Most commonly may happen when the primary machine goes silent. The
keeper is not reporting to the monitor.

Stop_replication
^^^^^^^^^^^^^^^^

The stop_replication state is meant to ensure that the primary goes
to the demoted state before the standby goes to single and accepts
writes (in case the primary can’t contact the monitor anymore). Before
promoting the secondary node, the keeper stops PostgreSQL on the primary
to avoid split-brain situations.

For safety, when the primary fails to contact the monitor and fails
to see the pg_auto_failover connection in pg_stat_replication, then it goes to
the demoted state of its own accord.

Prepare_promotion
^^^^^^^^^^^^^^^^^

The prepare_promotion state is meant to prepare the standby server to being
promoted. This state allows synchronisation on the monitor, making sure that
the primary has stopped Postgres before promoting the secondary, hence
preventing split brain situations.

Report_LSN
^^^^^^^^^^

The report_lsn state is assigned to standby nodes when a failover is
orchestrated and there are several standby nodes. In order to pick the
furthest standby in the replication, pg_auto_failover first needs a fresh
report of the current LSN position reached on each standby node.
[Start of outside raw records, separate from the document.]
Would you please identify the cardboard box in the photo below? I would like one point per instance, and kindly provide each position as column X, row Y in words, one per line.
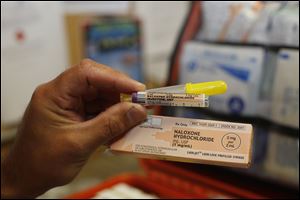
column 189, row 140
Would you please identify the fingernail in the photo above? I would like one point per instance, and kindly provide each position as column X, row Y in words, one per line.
column 140, row 86
column 136, row 114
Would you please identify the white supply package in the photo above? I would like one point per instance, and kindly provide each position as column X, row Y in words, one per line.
column 285, row 26
column 285, row 106
column 240, row 67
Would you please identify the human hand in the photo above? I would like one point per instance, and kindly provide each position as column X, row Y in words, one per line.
column 65, row 121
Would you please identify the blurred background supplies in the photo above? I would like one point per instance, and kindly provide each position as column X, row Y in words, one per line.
column 115, row 42
column 253, row 46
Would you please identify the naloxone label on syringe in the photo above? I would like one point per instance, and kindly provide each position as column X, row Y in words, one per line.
column 170, row 99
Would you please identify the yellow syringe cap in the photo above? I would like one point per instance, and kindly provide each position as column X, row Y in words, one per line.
column 207, row 88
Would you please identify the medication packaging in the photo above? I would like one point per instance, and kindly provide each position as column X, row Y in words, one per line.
column 189, row 140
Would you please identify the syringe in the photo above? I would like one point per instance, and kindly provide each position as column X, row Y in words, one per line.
column 187, row 95
column 167, row 99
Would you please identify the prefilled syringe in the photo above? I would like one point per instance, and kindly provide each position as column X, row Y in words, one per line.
column 186, row 95
column 167, row 99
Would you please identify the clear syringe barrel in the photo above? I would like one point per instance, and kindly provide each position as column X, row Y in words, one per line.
column 168, row 99
column 169, row 89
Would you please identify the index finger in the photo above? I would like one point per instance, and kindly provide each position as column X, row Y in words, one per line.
column 77, row 80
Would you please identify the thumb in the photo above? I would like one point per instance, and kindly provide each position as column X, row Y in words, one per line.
column 114, row 122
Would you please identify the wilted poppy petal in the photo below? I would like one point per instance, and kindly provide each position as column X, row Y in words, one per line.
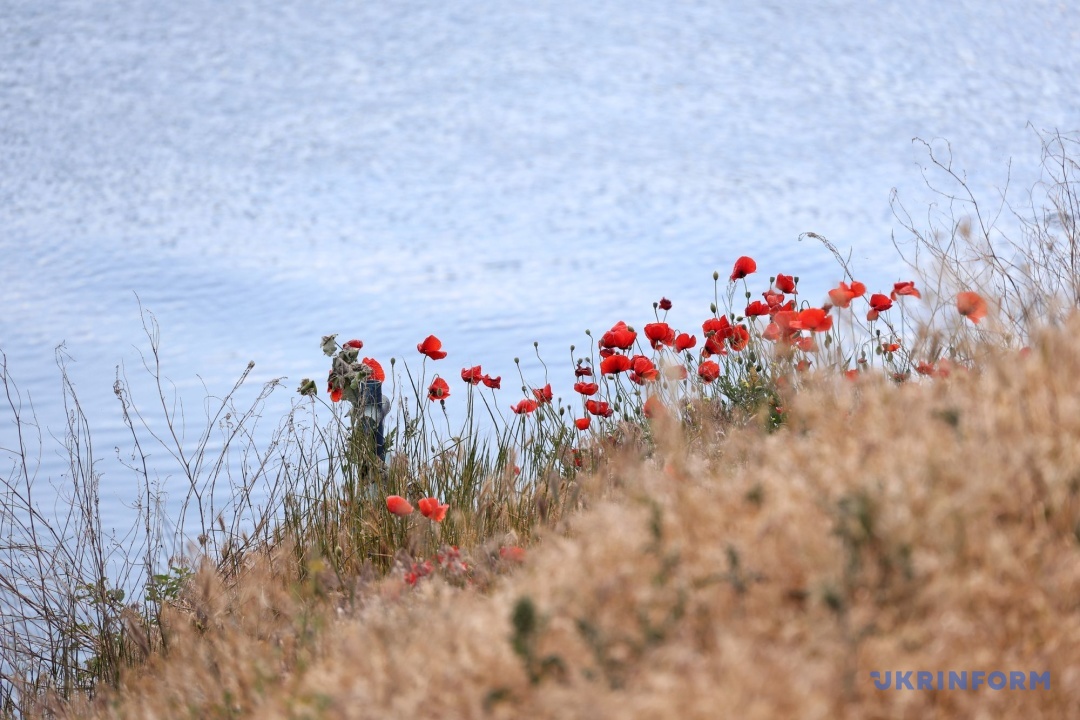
column 377, row 372
column 904, row 288
column 615, row 364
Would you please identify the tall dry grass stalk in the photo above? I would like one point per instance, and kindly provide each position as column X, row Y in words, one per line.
column 927, row 526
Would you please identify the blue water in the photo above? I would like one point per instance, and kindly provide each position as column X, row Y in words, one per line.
column 259, row 174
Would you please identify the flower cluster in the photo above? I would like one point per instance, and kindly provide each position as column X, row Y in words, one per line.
column 430, row 507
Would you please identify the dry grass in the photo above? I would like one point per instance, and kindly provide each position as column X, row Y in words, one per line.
column 921, row 527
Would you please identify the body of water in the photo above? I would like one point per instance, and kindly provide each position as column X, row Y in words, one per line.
column 259, row 174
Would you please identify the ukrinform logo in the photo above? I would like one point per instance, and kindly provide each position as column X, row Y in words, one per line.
column 963, row 680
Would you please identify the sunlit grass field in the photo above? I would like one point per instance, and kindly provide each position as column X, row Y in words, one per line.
column 757, row 516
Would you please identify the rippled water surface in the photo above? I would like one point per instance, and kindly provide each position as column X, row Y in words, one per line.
column 259, row 174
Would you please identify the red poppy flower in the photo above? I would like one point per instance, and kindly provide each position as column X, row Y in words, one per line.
column 709, row 370
column 439, row 390
column 598, row 408
column 814, row 320
column 376, row 369
column 542, row 394
column 660, row 334
column 431, row 508
column 744, row 266
column 756, row 309
column 740, row 338
column 586, row 388
column 904, row 288
column 615, row 364
column 971, row 306
column 685, row 341
column 525, row 406
column 399, row 505
column 432, row 347
column 785, row 283
column 878, row 304
column 773, row 299
column 620, row 337
column 844, row 294
column 653, row 407
column 719, row 326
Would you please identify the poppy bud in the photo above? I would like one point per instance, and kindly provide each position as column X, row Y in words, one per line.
column 329, row 344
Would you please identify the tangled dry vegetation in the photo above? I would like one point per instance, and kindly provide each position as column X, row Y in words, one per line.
column 928, row 526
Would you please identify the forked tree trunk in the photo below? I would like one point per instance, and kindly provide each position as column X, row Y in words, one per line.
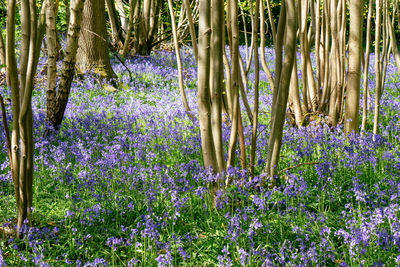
column 21, row 91
column 93, row 45
column 56, row 106
column 354, row 72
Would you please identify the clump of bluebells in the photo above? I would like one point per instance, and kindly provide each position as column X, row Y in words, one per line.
column 122, row 184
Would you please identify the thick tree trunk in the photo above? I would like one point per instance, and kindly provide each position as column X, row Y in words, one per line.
column 93, row 45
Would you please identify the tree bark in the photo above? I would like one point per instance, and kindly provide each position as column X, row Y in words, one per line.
column 256, row 87
column 207, row 144
column 116, row 36
column 2, row 53
column 354, row 72
column 132, row 4
column 279, row 106
column 233, row 9
column 217, row 22
column 191, row 28
column 56, row 113
column 178, row 60
column 365, row 72
column 92, row 53
column 378, row 72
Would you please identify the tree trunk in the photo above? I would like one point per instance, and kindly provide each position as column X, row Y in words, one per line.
column 279, row 106
column 132, row 4
column 55, row 113
column 365, row 73
column 22, row 133
column 233, row 9
column 207, row 143
column 2, row 53
column 122, row 15
column 116, row 36
column 147, row 28
column 191, row 28
column 51, row 91
column 217, row 23
column 92, row 53
column 354, row 72
column 256, row 87
column 178, row 59
column 378, row 72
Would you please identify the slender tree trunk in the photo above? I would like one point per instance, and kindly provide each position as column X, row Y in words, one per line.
column 178, row 59
column 93, row 46
column 21, row 91
column 122, row 15
column 275, row 138
column 394, row 43
column 233, row 9
column 354, row 73
column 204, row 97
column 191, row 28
column 116, row 36
column 132, row 4
column 333, row 101
column 378, row 71
column 55, row 113
column 294, row 96
column 262, row 43
column 217, row 24
column 2, row 53
column 51, row 91
column 365, row 73
column 256, row 88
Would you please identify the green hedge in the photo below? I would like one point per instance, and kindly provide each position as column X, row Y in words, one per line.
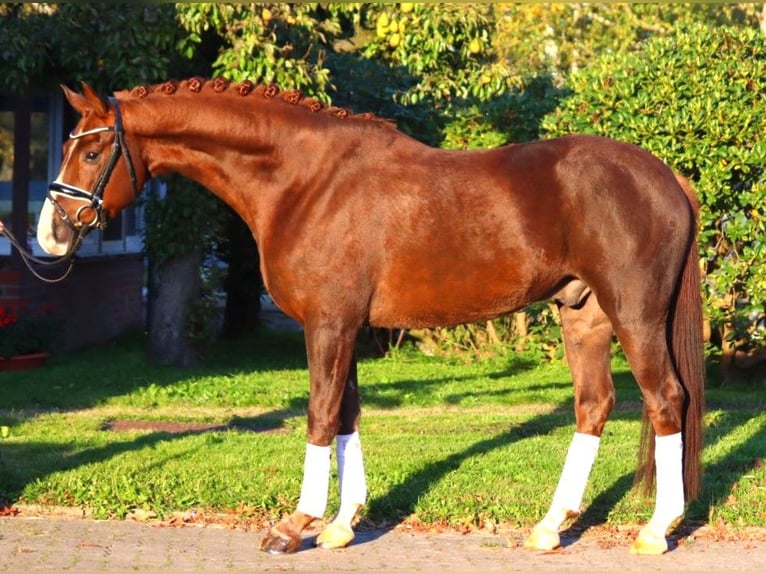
column 696, row 100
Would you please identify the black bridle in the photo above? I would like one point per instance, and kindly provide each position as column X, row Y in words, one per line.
column 92, row 200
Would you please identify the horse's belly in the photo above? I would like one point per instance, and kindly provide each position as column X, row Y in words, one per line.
column 431, row 304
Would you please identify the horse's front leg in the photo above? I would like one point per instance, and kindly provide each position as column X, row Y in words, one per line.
column 353, row 485
column 330, row 353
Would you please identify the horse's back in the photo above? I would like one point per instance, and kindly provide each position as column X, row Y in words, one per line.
column 494, row 230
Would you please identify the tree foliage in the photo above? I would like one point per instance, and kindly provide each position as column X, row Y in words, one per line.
column 683, row 80
column 696, row 100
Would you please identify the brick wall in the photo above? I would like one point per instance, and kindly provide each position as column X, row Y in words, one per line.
column 100, row 300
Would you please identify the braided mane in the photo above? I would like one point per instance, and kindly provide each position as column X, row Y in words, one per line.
column 246, row 88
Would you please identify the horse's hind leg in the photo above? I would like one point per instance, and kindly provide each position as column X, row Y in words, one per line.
column 647, row 352
column 587, row 334
column 353, row 485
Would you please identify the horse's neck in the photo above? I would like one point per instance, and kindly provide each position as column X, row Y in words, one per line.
column 234, row 151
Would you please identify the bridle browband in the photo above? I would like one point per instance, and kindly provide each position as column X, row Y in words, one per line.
column 93, row 199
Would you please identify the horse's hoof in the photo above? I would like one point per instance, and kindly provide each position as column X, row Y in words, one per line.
column 335, row 536
column 649, row 544
column 542, row 538
column 276, row 542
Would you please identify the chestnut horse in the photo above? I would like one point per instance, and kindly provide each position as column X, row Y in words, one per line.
column 358, row 224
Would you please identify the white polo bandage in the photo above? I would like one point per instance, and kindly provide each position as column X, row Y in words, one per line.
column 316, row 480
column 668, row 456
column 574, row 477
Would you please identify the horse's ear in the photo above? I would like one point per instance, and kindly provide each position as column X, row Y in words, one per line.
column 89, row 101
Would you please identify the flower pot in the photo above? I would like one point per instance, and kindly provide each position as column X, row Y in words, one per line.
column 23, row 362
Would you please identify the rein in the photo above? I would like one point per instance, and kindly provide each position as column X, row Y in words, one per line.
column 93, row 201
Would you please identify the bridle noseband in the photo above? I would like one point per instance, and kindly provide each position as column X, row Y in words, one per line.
column 93, row 199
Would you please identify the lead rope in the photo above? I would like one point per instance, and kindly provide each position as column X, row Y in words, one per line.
column 30, row 259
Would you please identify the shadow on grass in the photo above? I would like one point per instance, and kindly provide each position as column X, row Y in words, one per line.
column 402, row 499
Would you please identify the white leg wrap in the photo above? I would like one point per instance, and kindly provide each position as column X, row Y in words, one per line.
column 316, row 480
column 669, row 504
column 569, row 492
column 574, row 477
column 353, row 485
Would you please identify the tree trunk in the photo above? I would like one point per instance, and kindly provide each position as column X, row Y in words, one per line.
column 174, row 286
column 243, row 282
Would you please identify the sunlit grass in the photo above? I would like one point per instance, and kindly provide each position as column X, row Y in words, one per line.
column 453, row 442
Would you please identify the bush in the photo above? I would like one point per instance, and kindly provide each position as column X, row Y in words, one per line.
column 696, row 100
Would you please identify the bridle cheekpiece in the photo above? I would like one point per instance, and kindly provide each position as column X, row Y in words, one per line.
column 93, row 199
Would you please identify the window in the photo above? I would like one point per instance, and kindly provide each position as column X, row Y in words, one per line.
column 50, row 122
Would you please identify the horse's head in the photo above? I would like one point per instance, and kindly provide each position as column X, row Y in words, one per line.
column 97, row 179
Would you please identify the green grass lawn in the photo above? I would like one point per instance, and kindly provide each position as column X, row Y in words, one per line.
column 447, row 441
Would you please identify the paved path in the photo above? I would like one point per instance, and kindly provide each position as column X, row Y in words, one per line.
column 56, row 544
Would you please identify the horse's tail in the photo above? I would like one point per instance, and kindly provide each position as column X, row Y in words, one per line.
column 685, row 340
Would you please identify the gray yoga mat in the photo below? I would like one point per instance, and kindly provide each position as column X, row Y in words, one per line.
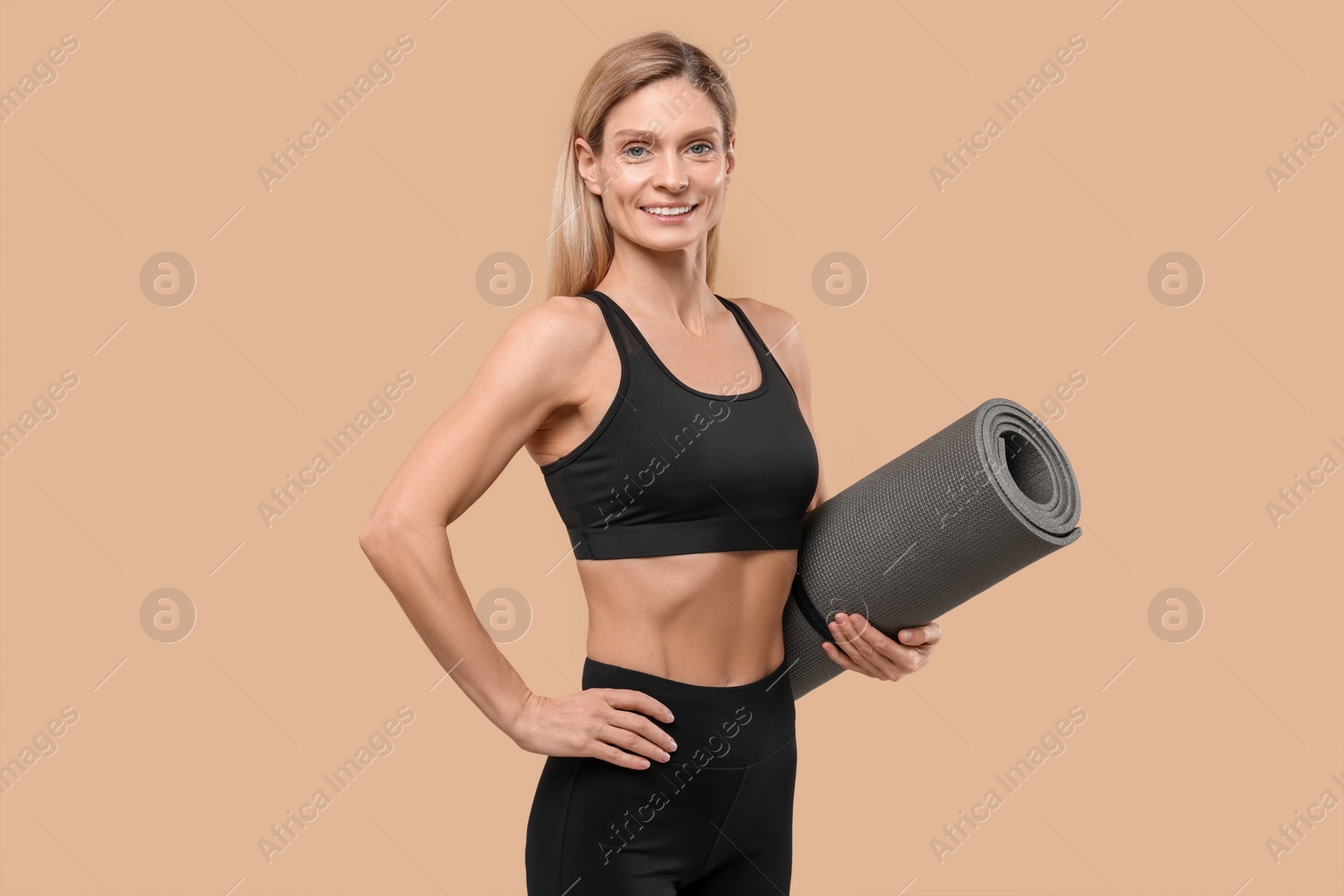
column 958, row 512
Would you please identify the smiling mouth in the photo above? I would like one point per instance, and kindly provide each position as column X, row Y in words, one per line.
column 669, row 212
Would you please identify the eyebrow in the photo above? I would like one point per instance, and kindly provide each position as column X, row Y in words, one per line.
column 628, row 132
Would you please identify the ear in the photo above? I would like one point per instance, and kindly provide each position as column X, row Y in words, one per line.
column 588, row 167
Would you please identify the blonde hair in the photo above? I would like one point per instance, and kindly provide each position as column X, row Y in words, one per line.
column 582, row 246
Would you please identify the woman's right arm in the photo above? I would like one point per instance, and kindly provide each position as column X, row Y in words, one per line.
column 539, row 364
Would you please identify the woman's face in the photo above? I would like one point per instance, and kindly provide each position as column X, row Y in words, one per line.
column 663, row 150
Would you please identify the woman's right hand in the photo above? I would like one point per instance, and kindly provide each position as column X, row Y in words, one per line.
column 596, row 723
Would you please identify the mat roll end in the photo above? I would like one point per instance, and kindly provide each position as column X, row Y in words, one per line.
column 964, row 510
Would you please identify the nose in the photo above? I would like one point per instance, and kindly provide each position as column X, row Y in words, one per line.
column 672, row 174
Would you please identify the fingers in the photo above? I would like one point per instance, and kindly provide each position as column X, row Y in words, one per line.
column 632, row 747
column 631, row 739
column 627, row 699
column 929, row 634
column 858, row 644
column 873, row 652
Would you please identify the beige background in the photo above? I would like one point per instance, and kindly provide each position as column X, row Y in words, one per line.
column 360, row 264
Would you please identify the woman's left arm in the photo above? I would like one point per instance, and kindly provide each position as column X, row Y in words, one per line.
column 862, row 649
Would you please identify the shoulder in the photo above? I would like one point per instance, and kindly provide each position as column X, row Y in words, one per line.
column 779, row 328
column 558, row 322
column 553, row 342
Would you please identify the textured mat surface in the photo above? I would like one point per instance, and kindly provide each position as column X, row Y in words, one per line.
column 968, row 506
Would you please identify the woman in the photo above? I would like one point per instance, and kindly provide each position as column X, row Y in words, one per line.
column 674, row 432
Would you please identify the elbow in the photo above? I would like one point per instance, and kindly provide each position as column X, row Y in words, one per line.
column 374, row 535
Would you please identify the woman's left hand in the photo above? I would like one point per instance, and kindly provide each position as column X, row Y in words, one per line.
column 869, row 652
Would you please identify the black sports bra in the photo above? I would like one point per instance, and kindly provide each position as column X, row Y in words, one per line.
column 675, row 470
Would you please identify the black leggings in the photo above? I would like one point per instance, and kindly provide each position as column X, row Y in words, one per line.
column 716, row 819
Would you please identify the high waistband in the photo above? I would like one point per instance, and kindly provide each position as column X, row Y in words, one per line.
column 716, row 727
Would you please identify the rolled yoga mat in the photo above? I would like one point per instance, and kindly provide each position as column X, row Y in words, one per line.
column 954, row 515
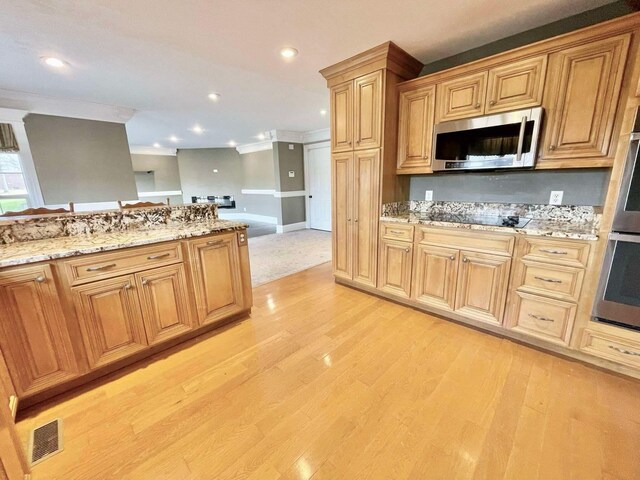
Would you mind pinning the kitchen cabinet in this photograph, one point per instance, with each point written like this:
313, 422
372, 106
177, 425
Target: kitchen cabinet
396, 259
462, 97
34, 335
435, 276
216, 275
110, 320
482, 286
165, 302
581, 103
415, 129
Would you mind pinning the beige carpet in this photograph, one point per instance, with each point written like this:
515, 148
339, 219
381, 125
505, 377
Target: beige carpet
278, 255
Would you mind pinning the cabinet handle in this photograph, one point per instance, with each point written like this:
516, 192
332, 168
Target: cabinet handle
550, 280
100, 267
542, 319
623, 351
155, 257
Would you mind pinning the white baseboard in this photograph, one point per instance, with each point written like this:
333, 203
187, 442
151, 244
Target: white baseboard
291, 227
248, 216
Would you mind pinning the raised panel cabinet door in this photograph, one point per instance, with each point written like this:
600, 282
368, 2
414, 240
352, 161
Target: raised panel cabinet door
165, 302
215, 264
462, 97
34, 334
435, 276
342, 211
582, 93
516, 85
396, 259
482, 286
416, 120
368, 110
366, 215
342, 117
110, 320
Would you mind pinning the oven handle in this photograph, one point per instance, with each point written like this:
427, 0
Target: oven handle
624, 237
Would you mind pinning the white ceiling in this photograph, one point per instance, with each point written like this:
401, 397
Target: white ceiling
161, 58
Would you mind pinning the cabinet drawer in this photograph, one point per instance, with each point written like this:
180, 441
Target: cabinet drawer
556, 281
565, 252
396, 231
611, 347
543, 317
107, 265
474, 240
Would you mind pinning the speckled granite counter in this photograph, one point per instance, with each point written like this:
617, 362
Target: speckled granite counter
572, 222
35, 239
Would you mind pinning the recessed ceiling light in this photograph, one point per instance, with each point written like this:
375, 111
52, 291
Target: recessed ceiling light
54, 62
288, 52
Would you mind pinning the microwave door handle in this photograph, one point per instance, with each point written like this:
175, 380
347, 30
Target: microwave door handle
523, 126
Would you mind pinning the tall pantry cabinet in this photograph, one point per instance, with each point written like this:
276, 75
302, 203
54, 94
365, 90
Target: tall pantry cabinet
364, 116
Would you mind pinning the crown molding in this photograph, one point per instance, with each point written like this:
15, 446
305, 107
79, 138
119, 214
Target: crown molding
144, 150
64, 107
254, 147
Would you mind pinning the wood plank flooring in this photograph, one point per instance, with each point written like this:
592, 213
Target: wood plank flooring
324, 382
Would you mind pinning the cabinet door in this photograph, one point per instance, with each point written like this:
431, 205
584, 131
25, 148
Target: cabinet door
110, 320
463, 97
368, 110
582, 93
415, 130
435, 276
215, 265
342, 117
482, 286
34, 333
165, 302
342, 211
366, 215
516, 85
396, 259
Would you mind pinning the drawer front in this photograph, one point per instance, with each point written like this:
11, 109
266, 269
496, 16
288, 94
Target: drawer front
564, 252
397, 232
108, 265
543, 317
556, 281
473, 240
611, 347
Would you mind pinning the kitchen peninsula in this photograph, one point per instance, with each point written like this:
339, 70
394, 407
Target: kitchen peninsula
88, 293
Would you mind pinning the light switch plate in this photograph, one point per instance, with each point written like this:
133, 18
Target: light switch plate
556, 197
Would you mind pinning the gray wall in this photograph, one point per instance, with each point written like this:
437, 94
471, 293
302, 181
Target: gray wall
581, 187
575, 22
80, 160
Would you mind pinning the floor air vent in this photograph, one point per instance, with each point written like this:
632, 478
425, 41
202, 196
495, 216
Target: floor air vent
45, 441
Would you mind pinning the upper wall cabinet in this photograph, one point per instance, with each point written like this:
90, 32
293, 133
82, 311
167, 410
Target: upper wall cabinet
516, 85
415, 129
356, 113
581, 100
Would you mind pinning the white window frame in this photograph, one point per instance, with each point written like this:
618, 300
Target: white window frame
15, 118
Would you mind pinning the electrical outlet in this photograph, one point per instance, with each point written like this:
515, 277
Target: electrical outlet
556, 197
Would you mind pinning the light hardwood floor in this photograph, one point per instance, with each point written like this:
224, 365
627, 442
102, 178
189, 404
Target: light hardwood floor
325, 382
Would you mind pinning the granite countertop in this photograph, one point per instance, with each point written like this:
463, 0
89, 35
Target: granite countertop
577, 230
20, 253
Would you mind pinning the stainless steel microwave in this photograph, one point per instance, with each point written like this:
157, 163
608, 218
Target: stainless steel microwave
504, 140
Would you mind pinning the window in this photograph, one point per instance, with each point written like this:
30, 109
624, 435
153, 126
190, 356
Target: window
13, 191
When a node reaches the report_lsn state, the replication stream is stopped, by
restarting Postgres without a ``primary_conninfo``. This allows the primary
node to detect :ref:`network_partitions`, i.e. when the primary can't connect
to the monitor and there's no standby listed in ``pg_stat_replication``.

Fast_forward
^^^^^^^^^^^^

The fast_forward state is assigned to the selected promotion candidate
during a failover when it won the election thanks to the candidate priority
settings, but the selected node is not the most advanced standby node as
reported in the report_lsn state.

Missing WAL bytes are fetched from one of the most advanced standby nodes by
using Postgres cascading replication features: it is possible to use any
standby node in the ``primary_conninfo``.

Dropped
^^^^^^^

The dropped state is assigned to a node when the ``pg_autoctl drop node``
command is used. This allows the node to implement specific local actions
before being entirely removed from the monitor database.

When a node reports reaching the dropped state, the monitor removes its
entry. If a node is not reporting anymore, maybe because it's completely
unavailable, then it's possible to run the ``pg_autoctl drop node --force``
command, and then the node entry is removed from the monitor.

pg_auto_failover keeper's State Machine
---------------------------------------

When built in TEST mode, it is then possible to use the following command to
get a visual representation of the Keeper's Finite State Machine::

  $ PG_AUTOCTL_DEBUG=1 pg_autoctl do fsm gv | dot -Tsvg > fsm.svg

The `dot` program is part of the Graphviz suite and produces the following
output:

.. figure:: ./fsm.png
   :scale: 35%
   :alt: Keeper state machine

   Keeper State Machine